Monday, 8 October 2012

Where do dinosaur names come from?

Have you ever wondered where a dinosaur gets its name from? Why is it called T. rex sometimes, and Tyrannosaurus rex other times? This week, a little crash course on what we call taxonomy, specifically, the Linnaean taxonomic system, which is what biologists (and palaeontologists) use today. 

To start, a basic lesson on the different groups that we classify animals into. It's a hierarchical system, with all animals being grouped from the top (Kingdom) to the bottom (Species) with the classification as follows:

All animals belong to the Kingdom Animalia, while according to some classifications, dinosaurs are in the Order Dinosauria, and pterosaurs are Order Pterosauria.

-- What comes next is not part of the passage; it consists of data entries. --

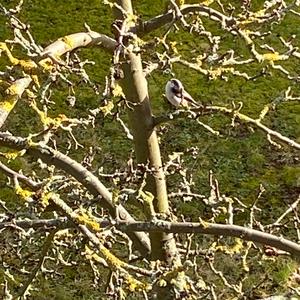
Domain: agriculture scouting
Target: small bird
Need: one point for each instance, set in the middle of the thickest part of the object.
(177, 95)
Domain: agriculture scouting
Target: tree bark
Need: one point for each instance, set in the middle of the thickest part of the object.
(134, 85)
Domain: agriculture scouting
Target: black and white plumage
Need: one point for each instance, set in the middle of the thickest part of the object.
(177, 95)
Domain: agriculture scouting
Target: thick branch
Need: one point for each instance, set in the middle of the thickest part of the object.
(214, 229)
(86, 178)
(180, 227)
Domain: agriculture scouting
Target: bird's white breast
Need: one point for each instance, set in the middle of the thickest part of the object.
(172, 98)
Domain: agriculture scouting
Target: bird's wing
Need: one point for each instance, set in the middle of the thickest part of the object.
(186, 96)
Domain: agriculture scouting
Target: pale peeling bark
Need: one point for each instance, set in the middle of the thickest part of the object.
(76, 40)
(13, 94)
(146, 144)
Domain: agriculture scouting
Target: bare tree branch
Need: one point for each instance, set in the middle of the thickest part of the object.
(86, 178)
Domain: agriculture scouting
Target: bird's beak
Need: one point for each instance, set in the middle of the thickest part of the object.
(181, 93)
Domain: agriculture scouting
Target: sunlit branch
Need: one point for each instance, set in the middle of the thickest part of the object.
(81, 39)
(181, 227)
(214, 229)
(234, 113)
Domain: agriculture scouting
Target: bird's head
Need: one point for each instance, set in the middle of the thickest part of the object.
(176, 86)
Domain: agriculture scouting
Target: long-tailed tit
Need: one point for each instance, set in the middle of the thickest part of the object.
(177, 95)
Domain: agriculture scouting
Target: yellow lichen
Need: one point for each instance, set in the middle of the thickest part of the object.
(117, 91)
(8, 104)
(107, 108)
(68, 41)
(273, 56)
(47, 64)
(207, 2)
(86, 219)
(12, 154)
(45, 198)
(24, 194)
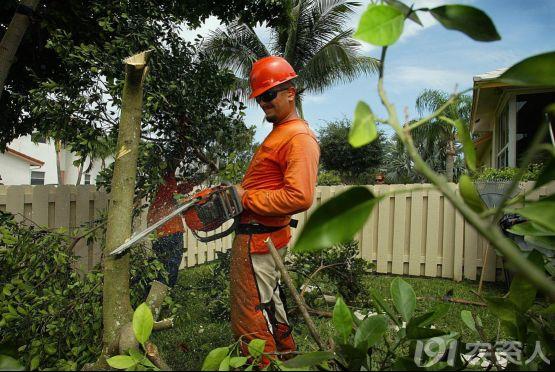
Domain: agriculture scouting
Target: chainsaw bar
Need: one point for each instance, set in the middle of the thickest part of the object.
(140, 235)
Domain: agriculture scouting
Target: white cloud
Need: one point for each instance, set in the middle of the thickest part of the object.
(315, 99)
(411, 28)
(435, 78)
(211, 24)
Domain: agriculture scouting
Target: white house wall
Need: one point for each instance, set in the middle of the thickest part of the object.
(42, 151)
(14, 171)
(45, 152)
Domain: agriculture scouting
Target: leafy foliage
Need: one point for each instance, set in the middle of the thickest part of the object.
(142, 328)
(186, 123)
(343, 268)
(315, 41)
(74, 51)
(328, 178)
(506, 174)
(50, 313)
(354, 165)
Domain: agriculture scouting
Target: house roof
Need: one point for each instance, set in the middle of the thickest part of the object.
(27, 158)
(488, 76)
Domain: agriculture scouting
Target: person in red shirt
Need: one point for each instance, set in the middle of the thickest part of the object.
(279, 182)
(169, 243)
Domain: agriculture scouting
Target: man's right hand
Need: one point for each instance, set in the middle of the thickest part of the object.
(240, 191)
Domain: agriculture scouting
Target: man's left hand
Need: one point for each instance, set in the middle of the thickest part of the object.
(240, 191)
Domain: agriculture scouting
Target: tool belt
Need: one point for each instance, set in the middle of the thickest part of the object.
(250, 229)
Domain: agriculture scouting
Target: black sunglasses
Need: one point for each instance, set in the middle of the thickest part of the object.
(269, 95)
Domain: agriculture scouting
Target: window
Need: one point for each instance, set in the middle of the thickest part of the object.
(38, 137)
(503, 139)
(37, 178)
(530, 115)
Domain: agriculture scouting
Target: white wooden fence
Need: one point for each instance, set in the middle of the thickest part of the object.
(415, 232)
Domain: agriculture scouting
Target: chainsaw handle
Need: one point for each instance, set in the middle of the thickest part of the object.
(207, 239)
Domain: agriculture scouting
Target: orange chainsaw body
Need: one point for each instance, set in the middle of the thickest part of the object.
(214, 207)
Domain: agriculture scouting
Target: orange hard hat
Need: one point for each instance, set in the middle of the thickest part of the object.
(268, 72)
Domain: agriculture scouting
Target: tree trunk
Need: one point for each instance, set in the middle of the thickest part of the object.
(450, 161)
(79, 173)
(299, 104)
(11, 40)
(58, 147)
(116, 307)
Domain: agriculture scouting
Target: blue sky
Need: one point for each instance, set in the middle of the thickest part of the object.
(429, 57)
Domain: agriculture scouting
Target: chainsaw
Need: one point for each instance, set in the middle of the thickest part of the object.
(205, 211)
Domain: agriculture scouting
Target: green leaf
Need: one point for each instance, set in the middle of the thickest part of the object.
(468, 320)
(522, 293)
(468, 146)
(547, 242)
(428, 318)
(403, 297)
(337, 220)
(530, 229)
(380, 25)
(470, 195)
(419, 333)
(467, 19)
(214, 359)
(142, 323)
(309, 359)
(256, 347)
(342, 319)
(370, 331)
(405, 10)
(541, 213)
(35, 363)
(547, 174)
(121, 362)
(538, 70)
(7, 363)
(136, 355)
(363, 130)
(502, 308)
(224, 365)
(381, 304)
(237, 362)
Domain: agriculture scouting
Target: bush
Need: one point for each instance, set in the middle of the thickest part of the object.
(329, 178)
(344, 269)
(50, 314)
(507, 174)
(218, 291)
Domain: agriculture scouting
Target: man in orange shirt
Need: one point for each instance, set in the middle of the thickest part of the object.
(169, 243)
(279, 182)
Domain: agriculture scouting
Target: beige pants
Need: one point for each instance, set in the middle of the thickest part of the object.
(267, 279)
(257, 309)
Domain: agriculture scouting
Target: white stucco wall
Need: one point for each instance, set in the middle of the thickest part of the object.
(45, 152)
(14, 171)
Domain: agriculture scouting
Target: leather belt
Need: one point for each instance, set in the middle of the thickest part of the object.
(250, 229)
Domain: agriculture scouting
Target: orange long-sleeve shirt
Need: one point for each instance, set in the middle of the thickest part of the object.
(280, 181)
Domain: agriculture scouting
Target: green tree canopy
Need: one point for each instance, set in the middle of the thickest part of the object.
(316, 41)
(437, 140)
(98, 34)
(70, 89)
(354, 165)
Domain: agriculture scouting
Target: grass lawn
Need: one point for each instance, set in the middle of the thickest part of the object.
(196, 332)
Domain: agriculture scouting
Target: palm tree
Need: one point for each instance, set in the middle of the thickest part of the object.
(437, 140)
(314, 41)
(12, 38)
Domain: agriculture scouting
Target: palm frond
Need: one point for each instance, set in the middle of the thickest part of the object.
(235, 47)
(337, 61)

All dinosaurs are further grouped into families like the Hadrosauridae (duck-billed dinosaurs), Ceratopsidae (horned dinosaurs) and Tyrannosauridae (tyrannosaurs). Families are distinguished by ending in -idae, and in common language, -id (e.g. a hadrosaurid). According to the Linnaean classification system (named for Carl Linnaeus, who invented the system in 1735), the scientific names from Kingdom to Genus should be capitalised when the full name is used. Genus (genera plural) names should be capitalised AND italicised when in print, while species names should always be in lower case and italicised.

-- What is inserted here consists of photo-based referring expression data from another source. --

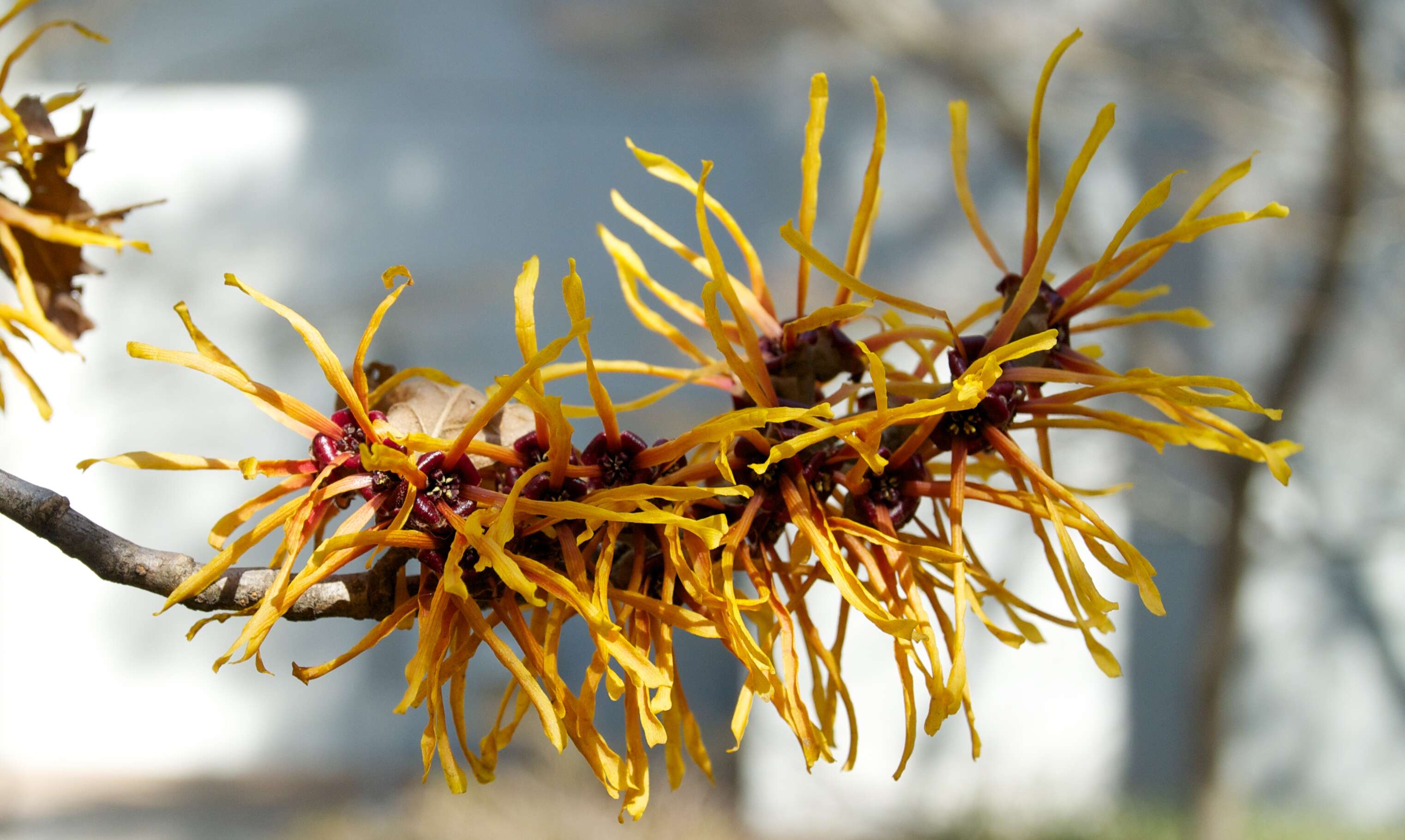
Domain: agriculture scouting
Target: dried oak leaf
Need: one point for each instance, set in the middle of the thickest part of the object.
(51, 264)
(420, 407)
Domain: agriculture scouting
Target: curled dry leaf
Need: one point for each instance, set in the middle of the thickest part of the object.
(54, 266)
(420, 407)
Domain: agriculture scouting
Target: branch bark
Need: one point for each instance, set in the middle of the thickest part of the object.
(48, 516)
(1307, 335)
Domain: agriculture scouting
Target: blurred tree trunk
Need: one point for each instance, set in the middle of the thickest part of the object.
(1309, 336)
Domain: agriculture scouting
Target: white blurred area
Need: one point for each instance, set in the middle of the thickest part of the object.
(307, 147)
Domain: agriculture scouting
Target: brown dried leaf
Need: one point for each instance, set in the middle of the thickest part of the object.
(420, 407)
(51, 264)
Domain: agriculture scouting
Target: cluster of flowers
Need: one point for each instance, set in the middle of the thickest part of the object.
(41, 236)
(836, 474)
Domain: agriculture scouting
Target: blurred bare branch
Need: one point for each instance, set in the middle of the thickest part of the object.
(1307, 335)
(47, 515)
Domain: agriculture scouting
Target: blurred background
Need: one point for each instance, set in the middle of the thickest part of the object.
(307, 147)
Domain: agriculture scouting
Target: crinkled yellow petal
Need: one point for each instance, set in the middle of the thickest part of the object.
(162, 461)
(869, 198)
(508, 390)
(630, 269)
(666, 170)
(849, 282)
(824, 317)
(746, 332)
(1150, 201)
(36, 394)
(959, 174)
(810, 165)
(34, 317)
(51, 228)
(205, 348)
(686, 308)
(719, 427)
(575, 298)
(1186, 317)
(330, 364)
(232, 520)
(1032, 152)
(1034, 273)
(364, 346)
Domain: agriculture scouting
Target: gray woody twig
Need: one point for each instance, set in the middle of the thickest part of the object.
(366, 594)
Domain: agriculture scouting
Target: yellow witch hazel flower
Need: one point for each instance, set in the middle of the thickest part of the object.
(812, 486)
(849, 485)
(42, 236)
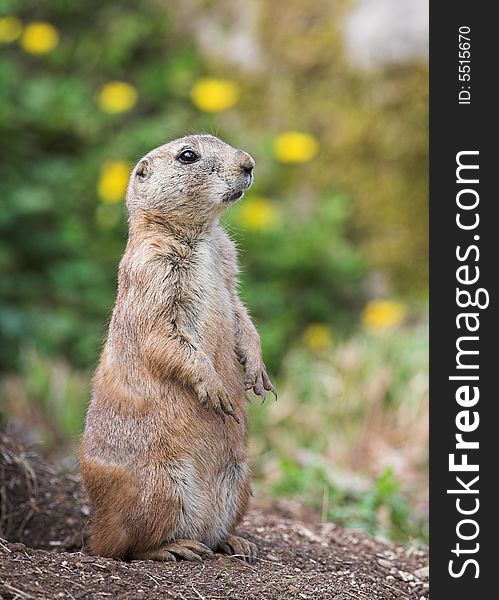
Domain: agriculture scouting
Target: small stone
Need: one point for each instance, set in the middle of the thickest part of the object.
(422, 573)
(384, 563)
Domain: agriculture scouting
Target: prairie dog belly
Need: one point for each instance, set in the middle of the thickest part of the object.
(210, 504)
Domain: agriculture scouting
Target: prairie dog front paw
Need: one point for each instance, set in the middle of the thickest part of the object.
(211, 393)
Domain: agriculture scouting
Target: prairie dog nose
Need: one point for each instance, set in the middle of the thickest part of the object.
(246, 162)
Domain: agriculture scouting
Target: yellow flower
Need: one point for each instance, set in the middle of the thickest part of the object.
(10, 29)
(380, 315)
(295, 147)
(318, 337)
(39, 38)
(113, 181)
(117, 96)
(215, 95)
(258, 214)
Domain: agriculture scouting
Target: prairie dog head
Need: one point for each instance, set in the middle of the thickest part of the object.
(190, 180)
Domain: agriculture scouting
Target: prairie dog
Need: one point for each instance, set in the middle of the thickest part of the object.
(163, 455)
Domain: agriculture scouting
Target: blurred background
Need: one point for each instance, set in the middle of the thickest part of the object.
(330, 97)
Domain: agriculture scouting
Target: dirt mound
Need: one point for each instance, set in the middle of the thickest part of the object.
(42, 553)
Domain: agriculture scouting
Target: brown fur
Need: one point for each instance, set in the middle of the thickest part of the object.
(163, 453)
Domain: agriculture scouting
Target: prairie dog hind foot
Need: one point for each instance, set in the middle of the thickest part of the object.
(234, 545)
(186, 549)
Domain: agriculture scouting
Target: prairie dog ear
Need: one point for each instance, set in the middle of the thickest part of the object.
(143, 169)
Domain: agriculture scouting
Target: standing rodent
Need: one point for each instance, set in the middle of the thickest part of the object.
(163, 456)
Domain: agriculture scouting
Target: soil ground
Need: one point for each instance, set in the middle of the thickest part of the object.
(42, 552)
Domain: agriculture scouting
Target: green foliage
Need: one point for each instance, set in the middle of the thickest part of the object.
(380, 508)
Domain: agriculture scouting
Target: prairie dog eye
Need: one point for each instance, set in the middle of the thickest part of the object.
(142, 170)
(187, 157)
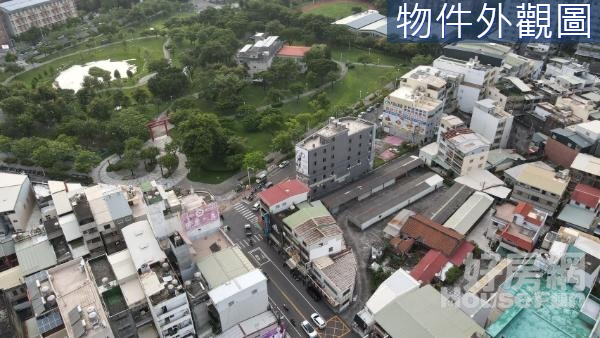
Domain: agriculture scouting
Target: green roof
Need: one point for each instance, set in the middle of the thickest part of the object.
(307, 211)
(419, 314)
(223, 266)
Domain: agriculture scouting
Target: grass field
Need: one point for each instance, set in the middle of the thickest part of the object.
(335, 10)
(141, 51)
(353, 54)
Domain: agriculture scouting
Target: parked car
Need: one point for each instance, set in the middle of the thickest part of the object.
(318, 320)
(310, 331)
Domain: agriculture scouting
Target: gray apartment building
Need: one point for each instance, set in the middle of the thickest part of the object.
(21, 15)
(336, 154)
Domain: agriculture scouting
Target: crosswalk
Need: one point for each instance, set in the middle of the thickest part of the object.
(244, 211)
(245, 243)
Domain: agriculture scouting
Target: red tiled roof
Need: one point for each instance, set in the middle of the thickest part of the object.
(586, 195)
(282, 191)
(293, 51)
(428, 266)
(432, 234)
(461, 253)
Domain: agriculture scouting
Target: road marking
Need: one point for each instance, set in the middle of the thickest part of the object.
(292, 284)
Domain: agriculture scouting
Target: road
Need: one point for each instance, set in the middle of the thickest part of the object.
(282, 288)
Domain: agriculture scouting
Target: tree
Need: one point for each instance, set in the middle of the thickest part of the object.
(170, 162)
(255, 159)
(10, 57)
(85, 160)
(141, 95)
(297, 89)
(419, 59)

Now the genus name is usually what we use to identify dinosaurs. Genus names are used to describe the dinosaur as well, usually with a descriptive feature, or where it was found, or sometimes named after someone, in either Latin or Greek primarily. A species name is used to describe that specific species. There can be many species in one genus, and species are defined by a group of animals that cannot interbreed with other animals to make fertile offspring. In palaeontology, this is difficult because we can't tell from fossils if animals were capable of interbreeding. We make assumptions based on how the animals look. 

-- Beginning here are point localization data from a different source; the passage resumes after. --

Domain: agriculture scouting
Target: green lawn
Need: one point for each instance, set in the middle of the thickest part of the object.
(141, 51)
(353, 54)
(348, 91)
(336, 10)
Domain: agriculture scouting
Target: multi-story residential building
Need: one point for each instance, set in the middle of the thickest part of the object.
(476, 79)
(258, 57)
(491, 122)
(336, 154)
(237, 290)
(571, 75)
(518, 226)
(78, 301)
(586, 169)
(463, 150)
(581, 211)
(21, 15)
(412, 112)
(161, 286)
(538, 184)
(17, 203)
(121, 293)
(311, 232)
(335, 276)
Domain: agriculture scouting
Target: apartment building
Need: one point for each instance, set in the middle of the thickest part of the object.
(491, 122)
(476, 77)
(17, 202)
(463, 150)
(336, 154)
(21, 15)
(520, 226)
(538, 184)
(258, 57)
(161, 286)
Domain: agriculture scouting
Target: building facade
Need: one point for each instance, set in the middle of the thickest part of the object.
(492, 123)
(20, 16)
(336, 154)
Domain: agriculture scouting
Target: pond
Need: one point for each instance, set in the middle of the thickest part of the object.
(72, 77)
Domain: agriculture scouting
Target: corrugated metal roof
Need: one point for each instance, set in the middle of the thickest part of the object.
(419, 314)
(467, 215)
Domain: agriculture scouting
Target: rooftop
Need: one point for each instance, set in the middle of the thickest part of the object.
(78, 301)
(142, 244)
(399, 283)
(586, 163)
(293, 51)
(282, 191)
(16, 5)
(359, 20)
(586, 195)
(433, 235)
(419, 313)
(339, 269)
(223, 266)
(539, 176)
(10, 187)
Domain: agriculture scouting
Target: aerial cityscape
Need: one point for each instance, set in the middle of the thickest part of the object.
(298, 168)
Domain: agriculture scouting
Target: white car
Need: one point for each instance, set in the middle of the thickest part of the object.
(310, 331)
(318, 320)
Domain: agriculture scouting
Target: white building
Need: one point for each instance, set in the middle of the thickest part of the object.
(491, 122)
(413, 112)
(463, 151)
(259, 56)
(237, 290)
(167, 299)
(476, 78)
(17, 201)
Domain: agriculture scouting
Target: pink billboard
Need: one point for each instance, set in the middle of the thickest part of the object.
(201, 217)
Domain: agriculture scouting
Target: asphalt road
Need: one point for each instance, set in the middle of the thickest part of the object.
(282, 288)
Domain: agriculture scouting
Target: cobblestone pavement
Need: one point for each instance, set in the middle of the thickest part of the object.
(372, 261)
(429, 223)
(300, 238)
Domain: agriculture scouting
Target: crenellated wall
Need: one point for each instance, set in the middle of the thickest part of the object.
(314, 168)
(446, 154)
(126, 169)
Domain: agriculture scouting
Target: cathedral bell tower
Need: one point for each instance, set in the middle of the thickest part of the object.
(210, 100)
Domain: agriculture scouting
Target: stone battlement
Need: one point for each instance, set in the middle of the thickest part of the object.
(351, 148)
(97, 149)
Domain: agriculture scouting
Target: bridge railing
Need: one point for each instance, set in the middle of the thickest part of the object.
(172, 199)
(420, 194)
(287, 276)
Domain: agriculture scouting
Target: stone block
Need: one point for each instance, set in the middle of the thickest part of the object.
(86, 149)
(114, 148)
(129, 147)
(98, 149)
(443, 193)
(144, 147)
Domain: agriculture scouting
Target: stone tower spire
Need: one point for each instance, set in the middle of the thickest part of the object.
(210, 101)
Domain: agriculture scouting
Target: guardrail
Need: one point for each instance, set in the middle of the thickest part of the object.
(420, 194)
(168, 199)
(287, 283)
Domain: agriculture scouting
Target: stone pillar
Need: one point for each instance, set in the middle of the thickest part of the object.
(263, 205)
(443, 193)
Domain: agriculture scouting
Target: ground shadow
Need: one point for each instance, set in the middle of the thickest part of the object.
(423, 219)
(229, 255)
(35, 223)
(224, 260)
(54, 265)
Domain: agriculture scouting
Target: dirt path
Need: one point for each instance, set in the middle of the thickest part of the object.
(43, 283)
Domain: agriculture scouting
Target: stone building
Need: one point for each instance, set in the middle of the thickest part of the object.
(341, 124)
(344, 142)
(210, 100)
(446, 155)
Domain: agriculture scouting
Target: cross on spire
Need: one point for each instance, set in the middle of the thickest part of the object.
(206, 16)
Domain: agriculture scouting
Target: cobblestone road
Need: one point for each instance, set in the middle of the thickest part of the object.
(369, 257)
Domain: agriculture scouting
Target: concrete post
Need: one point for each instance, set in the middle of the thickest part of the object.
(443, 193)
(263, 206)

As mentioned before, genus names are usually what we use to identify fossils like dinosaurs and pterosaurs. A perfect example of that is Tyrannosaurus. The genus is Tyrannosaurus, while the entire species is called Tyrannosaurus rex, which can be shortened to T. rex. Tyrannosaurus means 'tyrant-lizard' while rex is Latin for king, making it the 'tyrant-lizard king'. Genera that describe certain features about the dinosaur include Dilophosaurus (two-crested lizard), and Centrosaurus (pointed lizard), while others are named for people (e.g. Lambeosaurus for Canadian palaeontologist Lawrence Lambe) or where they are found (e.g. Albertosaurus for Alberta).  

All modern animals have scientific names with genus and species, in addition to their common names. Humans are Homo sapiens, the lynx is Lynx canadensis, and the moose is Alces alces.